There are a number of reasons why a UAE credit card might not be accepted overseas, in addition to those such as the type of card, whether it is intended for international use, and your credit limit.
One reason might be the technology.
Even in 2019, technological differences still exist in different countries.
The UAE has two main credit card types: one makes use of Europay Mastercard Visa (EMV) chip and pin technology and one continues to utilise the old-school magnetic strip.
The name gives away the primary difference in how these credit cards work.
An EMV-enabled credit card uses a chip embedded within it, which stores and encodes all of the cardholder’s require details.
The chip is similar in appearance to those located within mobile SIM cards.
Rather than the card being swiped and then a signature provided to verify the transaction, the EMV cards are instead inserted into a credit card machine, which needs to punch a pin stored within the chip.
The great majority of nations have adopted this technology, including the UAE with the likes of the CBD Credit Card.

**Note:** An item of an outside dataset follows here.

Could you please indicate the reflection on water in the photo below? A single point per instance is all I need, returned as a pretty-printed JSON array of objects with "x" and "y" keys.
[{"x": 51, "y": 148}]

However, if you still make use of a credit card with a magnetic strip, then you may be unable to use some automated kiosks such as vending machines and gas pumps.
The issue is a particular problem for credit cards issued by the US, which has yet to fully adopt the EMV system.
It is also a good idea to tell your bank if you are intending to leave the country and make use of your UAE credit card while overseas.
Banks in the UAE have stepped up security in a bid to stop fraud, and it is now up to the cardholder to inform banks of unusual activity on their part ahead of time in case these security precautions end up preventing them from using their credit cards.
Anyone who goes overseas without telling their bank may well find a credit card purchase in a foreign country being flagged as suspicious, which could result in the card being blocked, either temporarily or even for good.
The great majority of credit card firms have set up tough mechanisms to monitor fraud in countries where this crime is particularly common, such as Brazil and Mexico.
There is a much higher chance of your credit card being declined and then blocked because of the precautionary measures set up by these firms.
An unusual purchase that seems out of your usual credit card spending pattern can also result in these precautionary mechanisms being activated, especially when this takes place abroad.